I nodded, still focused on the struggle between Lynette and Mother.

Mother struck a blow against Lynette, sending her reeling, and she crashed against the framing of the massive window, her arm dangling over the edge and over the city sprawling below.

“You will not take this from me,” Mother seethed, limping toward her daughter with determined malice. “My power will stay with me till my dying breath, and I will destroy anything that stands in my way. Even you, daughter.”

Mother raised a hand into the air, an orb of pure golden light pulsating in her palm. Then, a shot rang out, a spray of fresh blood bursting from Mother’s shoulder. Lorelei was standing atop the wreckage of the council table, the barrel of her gun smoking as she leveled a steely glare at Mother.

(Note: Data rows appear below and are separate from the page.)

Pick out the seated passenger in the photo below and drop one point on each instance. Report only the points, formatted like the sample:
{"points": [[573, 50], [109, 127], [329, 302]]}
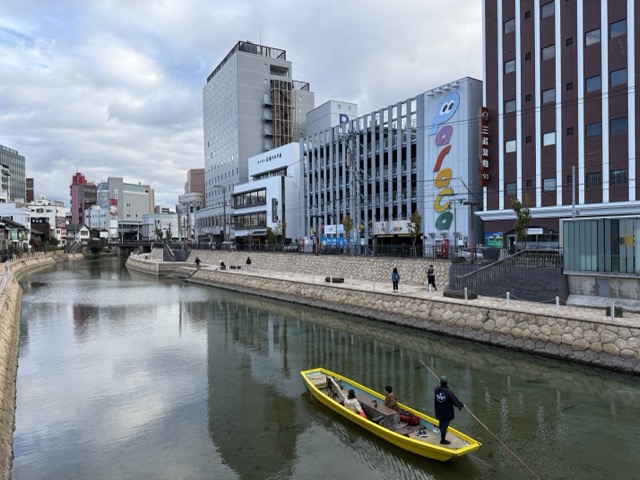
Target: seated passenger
{"points": [[390, 399], [352, 403]]}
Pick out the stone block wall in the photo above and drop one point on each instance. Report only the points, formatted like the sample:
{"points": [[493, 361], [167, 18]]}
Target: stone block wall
{"points": [[378, 269]]}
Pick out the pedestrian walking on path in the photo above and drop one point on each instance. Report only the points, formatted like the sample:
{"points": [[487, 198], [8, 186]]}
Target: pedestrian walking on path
{"points": [[395, 279], [431, 277]]}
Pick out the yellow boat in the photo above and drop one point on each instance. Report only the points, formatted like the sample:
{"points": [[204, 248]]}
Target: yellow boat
{"points": [[422, 439]]}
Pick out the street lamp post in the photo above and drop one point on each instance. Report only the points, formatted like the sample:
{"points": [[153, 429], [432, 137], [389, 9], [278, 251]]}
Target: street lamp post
{"points": [[472, 241], [224, 211]]}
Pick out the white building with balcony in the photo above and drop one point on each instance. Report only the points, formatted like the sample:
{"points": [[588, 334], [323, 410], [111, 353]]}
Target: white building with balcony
{"points": [[272, 198]]}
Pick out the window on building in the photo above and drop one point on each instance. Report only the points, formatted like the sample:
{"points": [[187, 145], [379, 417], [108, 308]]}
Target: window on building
{"points": [[510, 25], [549, 96], [592, 37], [548, 138], [510, 66], [547, 9], [593, 84], [549, 184], [618, 77], [593, 129], [618, 125], [593, 179], [509, 106], [619, 176], [618, 28]]}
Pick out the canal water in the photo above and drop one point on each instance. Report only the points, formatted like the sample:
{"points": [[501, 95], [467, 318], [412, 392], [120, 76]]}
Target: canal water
{"points": [[123, 376]]}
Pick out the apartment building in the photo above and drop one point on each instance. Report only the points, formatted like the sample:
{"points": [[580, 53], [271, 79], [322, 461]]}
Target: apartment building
{"points": [[418, 155], [560, 118], [251, 105]]}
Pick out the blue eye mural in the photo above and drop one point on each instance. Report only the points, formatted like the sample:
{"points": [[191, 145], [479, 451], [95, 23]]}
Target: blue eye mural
{"points": [[446, 109]]}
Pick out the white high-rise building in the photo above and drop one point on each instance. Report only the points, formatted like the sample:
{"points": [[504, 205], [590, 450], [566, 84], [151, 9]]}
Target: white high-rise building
{"points": [[251, 105]]}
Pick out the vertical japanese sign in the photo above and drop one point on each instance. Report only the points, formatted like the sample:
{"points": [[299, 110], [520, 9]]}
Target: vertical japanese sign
{"points": [[483, 147]]}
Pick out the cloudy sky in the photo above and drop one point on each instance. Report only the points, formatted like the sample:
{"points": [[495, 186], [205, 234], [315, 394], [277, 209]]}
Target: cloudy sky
{"points": [[114, 87]]}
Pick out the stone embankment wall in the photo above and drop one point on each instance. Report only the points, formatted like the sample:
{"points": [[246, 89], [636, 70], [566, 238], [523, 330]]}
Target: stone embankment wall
{"points": [[10, 306], [572, 333], [378, 269]]}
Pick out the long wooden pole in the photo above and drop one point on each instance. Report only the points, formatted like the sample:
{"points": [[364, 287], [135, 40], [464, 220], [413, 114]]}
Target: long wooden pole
{"points": [[488, 430]]}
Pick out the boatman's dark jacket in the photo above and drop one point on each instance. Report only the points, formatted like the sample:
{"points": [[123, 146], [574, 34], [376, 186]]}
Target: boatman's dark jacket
{"points": [[444, 403]]}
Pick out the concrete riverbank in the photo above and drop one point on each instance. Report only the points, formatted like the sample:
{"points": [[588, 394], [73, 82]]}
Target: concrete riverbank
{"points": [[572, 333], [10, 306]]}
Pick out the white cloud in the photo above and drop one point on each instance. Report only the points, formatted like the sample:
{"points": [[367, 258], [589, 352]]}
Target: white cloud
{"points": [[114, 87]]}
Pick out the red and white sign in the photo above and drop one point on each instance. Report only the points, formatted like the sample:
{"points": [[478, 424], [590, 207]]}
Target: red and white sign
{"points": [[483, 147]]}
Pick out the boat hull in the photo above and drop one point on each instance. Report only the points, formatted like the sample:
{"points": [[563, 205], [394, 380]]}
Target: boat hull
{"points": [[422, 439]]}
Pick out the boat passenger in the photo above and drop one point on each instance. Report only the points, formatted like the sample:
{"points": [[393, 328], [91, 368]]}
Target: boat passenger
{"points": [[444, 402], [352, 403], [390, 399]]}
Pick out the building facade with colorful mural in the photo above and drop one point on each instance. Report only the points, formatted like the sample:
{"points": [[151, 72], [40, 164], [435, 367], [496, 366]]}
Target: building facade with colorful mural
{"points": [[417, 155]]}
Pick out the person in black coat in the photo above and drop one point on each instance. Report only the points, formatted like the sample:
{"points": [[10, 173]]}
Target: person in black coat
{"points": [[444, 402], [431, 277]]}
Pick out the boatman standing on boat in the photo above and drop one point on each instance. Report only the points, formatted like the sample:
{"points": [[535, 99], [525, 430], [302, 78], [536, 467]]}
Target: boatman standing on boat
{"points": [[444, 402]]}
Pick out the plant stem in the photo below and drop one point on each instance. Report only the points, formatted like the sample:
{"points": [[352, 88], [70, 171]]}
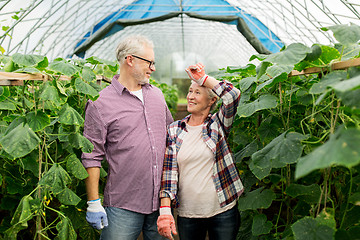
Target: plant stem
{"points": [[347, 201], [38, 218], [280, 107]]}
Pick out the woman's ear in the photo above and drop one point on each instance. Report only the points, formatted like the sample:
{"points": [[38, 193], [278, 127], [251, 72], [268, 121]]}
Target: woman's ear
{"points": [[212, 101]]}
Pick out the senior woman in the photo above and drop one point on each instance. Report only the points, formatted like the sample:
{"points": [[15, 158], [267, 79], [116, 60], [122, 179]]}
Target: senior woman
{"points": [[200, 178]]}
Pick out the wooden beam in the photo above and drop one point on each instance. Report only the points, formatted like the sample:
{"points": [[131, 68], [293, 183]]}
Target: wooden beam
{"points": [[335, 66], [16, 79]]}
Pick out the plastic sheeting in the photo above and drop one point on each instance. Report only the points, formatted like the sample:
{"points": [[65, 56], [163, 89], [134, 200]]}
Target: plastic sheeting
{"points": [[145, 11]]}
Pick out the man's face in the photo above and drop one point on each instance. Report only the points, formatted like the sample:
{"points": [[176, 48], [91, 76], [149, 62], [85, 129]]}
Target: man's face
{"points": [[142, 68]]}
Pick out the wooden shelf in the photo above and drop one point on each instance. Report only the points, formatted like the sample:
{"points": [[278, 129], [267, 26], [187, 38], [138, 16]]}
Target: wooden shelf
{"points": [[335, 66], [17, 79]]}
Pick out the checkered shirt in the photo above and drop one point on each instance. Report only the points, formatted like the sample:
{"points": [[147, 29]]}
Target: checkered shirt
{"points": [[215, 131]]}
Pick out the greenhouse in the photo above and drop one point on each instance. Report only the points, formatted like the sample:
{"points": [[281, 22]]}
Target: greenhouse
{"points": [[295, 135]]}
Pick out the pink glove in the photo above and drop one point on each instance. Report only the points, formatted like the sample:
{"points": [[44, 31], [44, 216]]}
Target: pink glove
{"points": [[197, 73], [166, 223]]}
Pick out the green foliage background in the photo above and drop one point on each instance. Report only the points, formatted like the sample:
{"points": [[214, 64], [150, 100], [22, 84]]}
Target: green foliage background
{"points": [[296, 142], [41, 123]]}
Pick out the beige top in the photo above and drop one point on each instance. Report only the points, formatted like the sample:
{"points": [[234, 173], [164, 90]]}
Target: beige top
{"points": [[197, 194]]}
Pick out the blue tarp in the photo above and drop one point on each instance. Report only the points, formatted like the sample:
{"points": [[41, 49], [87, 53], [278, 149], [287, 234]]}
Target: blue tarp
{"points": [[142, 11]]}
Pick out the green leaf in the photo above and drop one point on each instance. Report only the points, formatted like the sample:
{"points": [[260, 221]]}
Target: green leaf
{"points": [[246, 151], [347, 85], [68, 197], [292, 54], [69, 116], [88, 74], [23, 212], [261, 225], [65, 230], [56, 178], [342, 149], [79, 141], [37, 120], [350, 98], [283, 150], [74, 166], [50, 93], [346, 34], [309, 194], [30, 163], [279, 72], [2, 50], [85, 88], [246, 83], [4, 93], [263, 102], [309, 228], [256, 199], [63, 67], [261, 69], [314, 54], [20, 218], [27, 60], [20, 141], [326, 81], [328, 54], [7, 105], [241, 69], [355, 198]]}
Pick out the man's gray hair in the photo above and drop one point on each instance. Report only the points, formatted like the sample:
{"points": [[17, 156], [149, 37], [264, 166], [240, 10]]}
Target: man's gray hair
{"points": [[132, 45]]}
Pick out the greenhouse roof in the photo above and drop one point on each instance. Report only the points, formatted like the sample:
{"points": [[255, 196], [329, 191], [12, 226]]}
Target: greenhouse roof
{"points": [[216, 32]]}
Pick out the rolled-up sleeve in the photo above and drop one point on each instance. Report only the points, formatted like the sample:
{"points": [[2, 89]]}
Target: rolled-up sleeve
{"points": [[95, 131], [170, 170], [230, 97]]}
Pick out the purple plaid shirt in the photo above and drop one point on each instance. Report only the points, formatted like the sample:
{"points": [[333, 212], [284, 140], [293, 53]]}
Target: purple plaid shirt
{"points": [[131, 136], [216, 128]]}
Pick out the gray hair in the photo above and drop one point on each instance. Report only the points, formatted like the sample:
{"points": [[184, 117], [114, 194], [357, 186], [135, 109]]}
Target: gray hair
{"points": [[132, 45], [211, 95]]}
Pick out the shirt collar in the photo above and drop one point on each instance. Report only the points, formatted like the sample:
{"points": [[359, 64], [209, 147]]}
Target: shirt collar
{"points": [[186, 119], [120, 88]]}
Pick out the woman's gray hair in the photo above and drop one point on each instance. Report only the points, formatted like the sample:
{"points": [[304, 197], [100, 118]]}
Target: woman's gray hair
{"points": [[211, 95], [132, 45]]}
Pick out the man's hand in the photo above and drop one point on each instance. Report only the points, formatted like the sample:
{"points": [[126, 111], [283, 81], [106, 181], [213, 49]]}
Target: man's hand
{"points": [[197, 73], [96, 215], [166, 223]]}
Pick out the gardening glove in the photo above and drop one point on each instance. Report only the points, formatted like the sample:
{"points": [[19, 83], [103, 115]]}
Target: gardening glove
{"points": [[96, 215], [166, 223], [197, 73]]}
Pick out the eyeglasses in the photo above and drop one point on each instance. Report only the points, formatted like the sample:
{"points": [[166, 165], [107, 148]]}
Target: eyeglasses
{"points": [[151, 63]]}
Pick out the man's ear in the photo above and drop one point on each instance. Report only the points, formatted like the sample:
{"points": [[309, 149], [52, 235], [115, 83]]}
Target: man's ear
{"points": [[129, 60], [213, 100]]}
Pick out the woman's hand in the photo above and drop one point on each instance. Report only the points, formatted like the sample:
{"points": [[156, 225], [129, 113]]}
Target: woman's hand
{"points": [[166, 223], [197, 73]]}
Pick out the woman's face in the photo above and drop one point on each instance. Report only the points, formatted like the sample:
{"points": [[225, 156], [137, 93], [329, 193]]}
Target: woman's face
{"points": [[198, 99]]}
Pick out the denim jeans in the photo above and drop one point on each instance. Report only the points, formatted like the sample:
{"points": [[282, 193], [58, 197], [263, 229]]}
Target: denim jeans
{"points": [[127, 225], [223, 226]]}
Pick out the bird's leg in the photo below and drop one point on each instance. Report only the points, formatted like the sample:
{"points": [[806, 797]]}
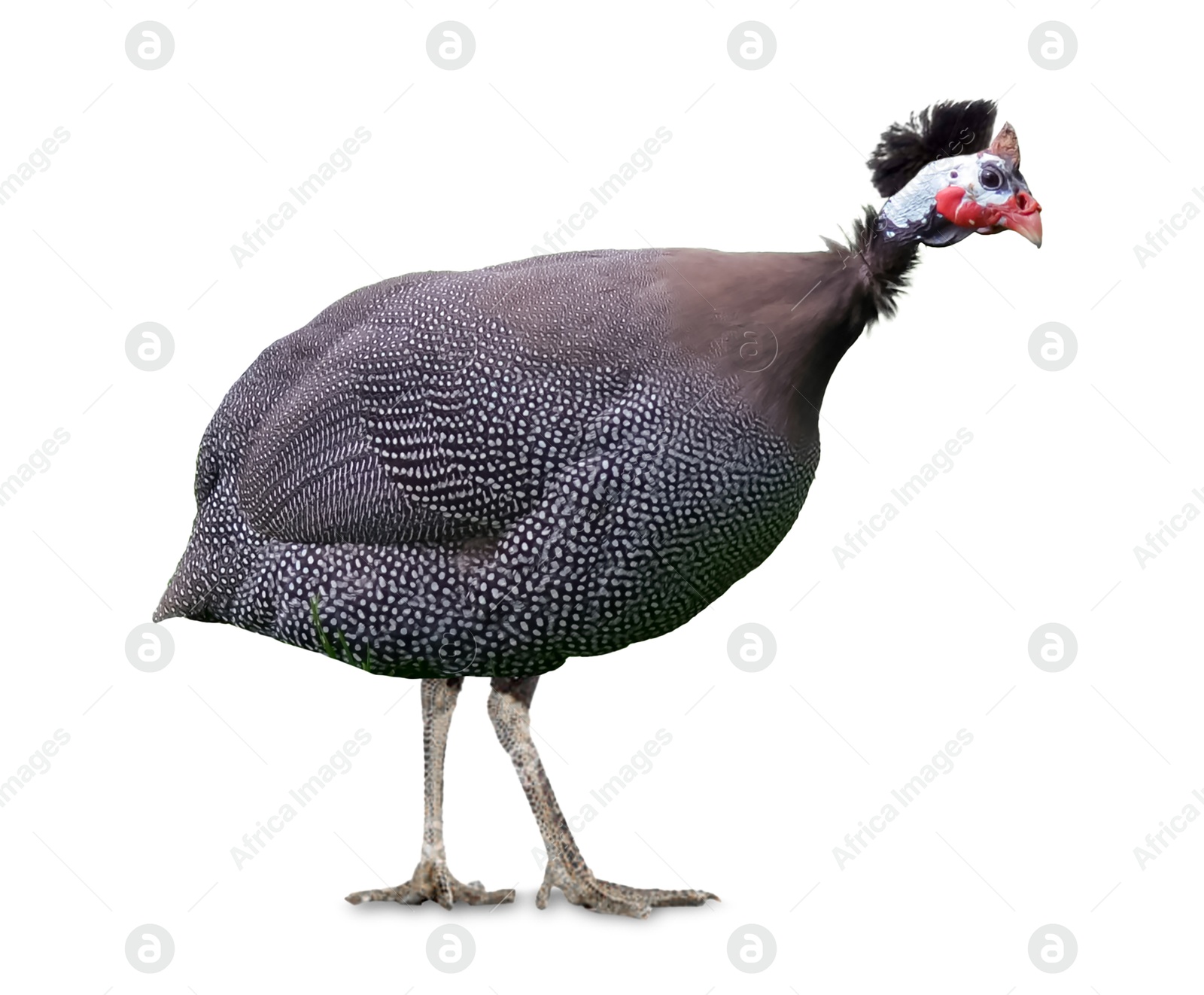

“Get away from her!” she ordered, the weapon clicking, then firing again.

The second shot hit Mother in the back, and she wheeled around, bellowing with bestial rage at the mortal. Seeing her opportunity, Lynette moved, wrapping her arms around Mother’s torso. With a kick off the window frame, she heaved the two of them over the ledge, and they disappeared into the night air without so much as a whimper.